I'm an idiot

Bengt Richter bokr at oz.net
Sat Jun 29 05:16:44 EDT 2002


On Sat, 29 Jun 2002 01:00:22 GMT, David <david_griswold1 at yahoo.com> wrote:

>OK, I am the first to admit it.  I am an idiot.  I have RTFM on this over 
>and over, and I can still not figure out what I am doing wrong.
>
IMHO the key thing to learn from all the responses is not the solution to the
particular problem, but some hints as to how you can figure things out for yourself.

That is one of the nice things about Python. You can effectively ask it what is
happening as you walk through your problem interactively.

>I think the intent of the code is obvious, but just to clarify, I want to 
>read every line in a file and write those lines back out to another file, 
>but with leading and training space removed.  I also want to have some 
>elegant way to determine that I have reached the end of the file and 
>break out of the loop.
>
>And just to explain my stupidity, my reference langauge is BASIC.  I 
>could have written this in BASIC in a minute, but I need to learn 
>something new.  Any help would be appreciated.
>
>David
>
>
>f=open('c:\\temp\\temp.txt', 'r')
>g=open('c:\\temp\\temp1.txt', 'w')
>while 1:
>    try:
>        s=f.readline
>        g.write(s.split())
>    except IOError:
>        break
>
>g.close
>f.close

Ok, why doesn't that work, you probably asked yourself.
First thing, did you have a known temp.txt file? You'd want
one that will demonstrate that things are working, so make one up,
and store it where you are specifying it to be e.g.:

--< temp.txt >--
   Three leading spaces and not trailing.
Second line with four trailing spaces.    
Third line has no spaces around it, and has blank line following.

	Last line, with leading tab and ending with newline.
--

So first thing is opening the file
 >>> f=open('c:\\temp\\temp.txt', 'r')
Now what is f at this point? You can check to make sure:
 >>> f
 <open file 'c:\temp\temp.txt', mode 'r' at 0x007CF3A0>

Well, that seems to have worked.

Now before putting it in a loop, let's just try the read statement:
 >> s=f.readline

You expect a string, so check to make sure:
 >>> s
 <built-in method readline of file object at 0x007CF3A0>
Aha. Not what you expected. Most built-in stuff has doc strings, so here you can
print either s.__doc__ or f.readline.__doc__, since they both refer to the
same thing at this point:
 >>> print f.readline.__doc__
 readline([size]) -> next line from the file, as a string.

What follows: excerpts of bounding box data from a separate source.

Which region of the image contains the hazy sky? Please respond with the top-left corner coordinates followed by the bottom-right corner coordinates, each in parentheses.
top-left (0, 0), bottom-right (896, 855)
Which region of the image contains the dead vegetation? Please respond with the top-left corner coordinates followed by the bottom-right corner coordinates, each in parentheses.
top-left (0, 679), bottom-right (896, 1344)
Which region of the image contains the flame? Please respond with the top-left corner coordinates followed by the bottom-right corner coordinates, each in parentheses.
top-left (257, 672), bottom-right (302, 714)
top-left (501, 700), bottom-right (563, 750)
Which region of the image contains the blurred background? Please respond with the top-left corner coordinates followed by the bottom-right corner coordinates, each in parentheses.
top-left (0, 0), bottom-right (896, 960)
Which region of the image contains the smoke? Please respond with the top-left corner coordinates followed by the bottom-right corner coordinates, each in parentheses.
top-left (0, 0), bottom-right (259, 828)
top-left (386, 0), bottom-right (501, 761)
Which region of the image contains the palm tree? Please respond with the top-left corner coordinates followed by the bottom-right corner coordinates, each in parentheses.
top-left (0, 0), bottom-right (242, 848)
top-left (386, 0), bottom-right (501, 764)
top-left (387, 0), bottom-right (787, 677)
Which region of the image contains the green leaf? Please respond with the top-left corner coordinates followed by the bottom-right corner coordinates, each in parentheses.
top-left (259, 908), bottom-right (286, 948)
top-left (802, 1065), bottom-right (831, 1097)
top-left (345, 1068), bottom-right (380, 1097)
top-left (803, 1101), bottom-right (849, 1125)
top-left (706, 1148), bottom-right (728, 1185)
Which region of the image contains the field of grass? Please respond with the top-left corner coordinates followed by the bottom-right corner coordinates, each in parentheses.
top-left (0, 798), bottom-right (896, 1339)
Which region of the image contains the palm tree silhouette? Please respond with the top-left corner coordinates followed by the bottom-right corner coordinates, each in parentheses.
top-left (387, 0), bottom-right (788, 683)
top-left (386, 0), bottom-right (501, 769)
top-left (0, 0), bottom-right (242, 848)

 Retain newline.  A non-negative size argument limits the maximum
 number of bytes to return (an incomplete line may be returned then).
 Return an empty string at EOF.

We want the whole line here, and we'll trust that input lines are
reasonable length, so we'll want f.readline(), which we can test:
(and we'll pretend we didn't see that bit about EOF)

 >>> s = f.readline()
What did we get?
 >>> s
 '   Three leading spaces and not trailing.\n'
Looks good so far. Now what about s.split() ? Let's see:

 >>> s.split()
 ['Three', 'leading', 'spaces', 'and', 'not', 'trailing.']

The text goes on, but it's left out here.